Back on stage, another FailCon speaker, a 2o-something entrepreneur named Jason Shen, was on the podium, telling his audience that he was always taught that quit is a four letter word.  

Shen is a Stanford grad and an NCAA gymnastics champ.  He won after tearing every ligament in his knee.  In other words, failing’s not his thing.  “You don’t give up. You don’t give in. And you do whatever it takes to get the job done. That’s how it works!” 

But that’s not how it worked with his startup– a ridesharing app called Ride Joy.  Shen and his co-founders raised more than $1 million in venture funding for the company.  Then, as he told the audience, the team struggled to bring in enough new customers to keep their investors happy.  So they gave back the money they had left, and quietly called the company quits.  

Off stage, Shen told me something he didn’t mention in this speech— that the folding of the company happened right around the time a flashy story about their company came out in Vanity Fair. 

When colleagues and acquaintances started gushing congratulations, it got awkward.  “We were like, ‘We’re….. doing some other stuff right now.  But yeah, it’s great… thanks,’” Shen remembers.  

All in all, an experience from which it was pretty hard to extract any useful lessons or silver linings, he told me.  

“When I was trying to come up with my speech, it was really a struggle at first.  We had to really work it a lot of times,” he said.  “Originally my quote unquote “takeaway,” was ‘When you do a star up, you do things, and then things happen. It’s very random.’” 
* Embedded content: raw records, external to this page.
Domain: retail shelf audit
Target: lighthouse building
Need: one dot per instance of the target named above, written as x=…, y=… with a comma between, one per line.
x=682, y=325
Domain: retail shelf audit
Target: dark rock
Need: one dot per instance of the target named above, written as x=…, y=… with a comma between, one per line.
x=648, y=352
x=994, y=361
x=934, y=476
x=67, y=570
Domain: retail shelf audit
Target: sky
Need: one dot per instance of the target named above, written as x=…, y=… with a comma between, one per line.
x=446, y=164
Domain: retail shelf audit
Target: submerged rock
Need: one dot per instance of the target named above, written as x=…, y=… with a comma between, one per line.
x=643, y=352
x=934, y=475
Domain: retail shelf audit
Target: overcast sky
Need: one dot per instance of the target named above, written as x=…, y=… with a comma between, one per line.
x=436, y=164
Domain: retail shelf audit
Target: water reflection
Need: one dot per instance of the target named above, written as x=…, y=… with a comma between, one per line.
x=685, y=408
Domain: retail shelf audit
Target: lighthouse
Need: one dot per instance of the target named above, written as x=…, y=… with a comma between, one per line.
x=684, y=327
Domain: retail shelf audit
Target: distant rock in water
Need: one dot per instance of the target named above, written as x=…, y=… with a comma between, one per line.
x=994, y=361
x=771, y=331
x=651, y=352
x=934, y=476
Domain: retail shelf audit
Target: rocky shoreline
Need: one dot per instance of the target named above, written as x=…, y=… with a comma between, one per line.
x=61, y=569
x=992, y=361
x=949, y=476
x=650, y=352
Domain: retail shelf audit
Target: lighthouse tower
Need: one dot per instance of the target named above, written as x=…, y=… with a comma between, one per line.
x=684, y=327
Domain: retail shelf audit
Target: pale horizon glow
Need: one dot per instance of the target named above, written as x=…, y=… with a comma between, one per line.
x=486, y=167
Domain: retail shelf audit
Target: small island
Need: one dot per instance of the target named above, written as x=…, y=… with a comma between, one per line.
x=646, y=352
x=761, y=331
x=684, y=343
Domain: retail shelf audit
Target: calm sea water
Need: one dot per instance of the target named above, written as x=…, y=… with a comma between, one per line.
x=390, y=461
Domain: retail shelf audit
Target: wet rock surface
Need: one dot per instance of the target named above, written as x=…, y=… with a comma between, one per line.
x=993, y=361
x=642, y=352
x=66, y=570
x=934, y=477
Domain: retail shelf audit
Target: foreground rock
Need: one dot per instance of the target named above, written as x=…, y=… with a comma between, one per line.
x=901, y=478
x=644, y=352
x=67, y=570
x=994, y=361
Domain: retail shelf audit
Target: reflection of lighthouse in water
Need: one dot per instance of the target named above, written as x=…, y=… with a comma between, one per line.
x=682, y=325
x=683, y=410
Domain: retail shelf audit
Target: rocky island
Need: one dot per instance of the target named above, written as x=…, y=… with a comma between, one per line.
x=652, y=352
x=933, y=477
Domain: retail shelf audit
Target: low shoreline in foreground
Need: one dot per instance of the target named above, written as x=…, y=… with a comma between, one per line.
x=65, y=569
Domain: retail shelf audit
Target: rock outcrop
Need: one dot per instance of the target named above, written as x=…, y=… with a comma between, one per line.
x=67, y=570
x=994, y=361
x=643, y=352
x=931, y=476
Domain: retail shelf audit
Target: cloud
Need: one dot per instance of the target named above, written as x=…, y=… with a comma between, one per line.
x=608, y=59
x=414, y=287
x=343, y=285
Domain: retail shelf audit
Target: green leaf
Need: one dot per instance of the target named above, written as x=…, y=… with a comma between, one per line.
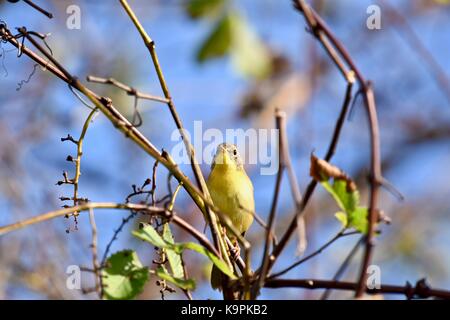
x=220, y=264
x=125, y=277
x=349, y=199
x=149, y=234
x=249, y=55
x=176, y=265
x=201, y=8
x=187, y=284
x=358, y=219
x=219, y=42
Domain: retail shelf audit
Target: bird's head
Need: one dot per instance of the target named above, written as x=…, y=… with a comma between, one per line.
x=227, y=155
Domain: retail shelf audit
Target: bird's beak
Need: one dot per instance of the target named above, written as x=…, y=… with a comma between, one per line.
x=222, y=156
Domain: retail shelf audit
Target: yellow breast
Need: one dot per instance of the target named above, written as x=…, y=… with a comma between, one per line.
x=232, y=191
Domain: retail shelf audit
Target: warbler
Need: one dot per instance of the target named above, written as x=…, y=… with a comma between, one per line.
x=232, y=193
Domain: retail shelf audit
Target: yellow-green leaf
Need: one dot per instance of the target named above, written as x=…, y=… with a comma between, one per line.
x=124, y=277
x=176, y=265
x=202, y=8
x=187, y=284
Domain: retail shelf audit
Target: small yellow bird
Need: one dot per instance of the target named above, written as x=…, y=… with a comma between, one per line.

Shen worked with a speech coach, and eventually came up with a conclusion suitable for FailCon, which he told the audience at the end of his presentation.  “Quitting sucks,” he said.  “But sometimes you have to make room in your life to have something amazing be there.”  The crowd clapped.  It was time for questions.  One woman asked him, “So what’s the amazing thing you’ve made room for?” 

Shen said he’s still trying to figure that part out.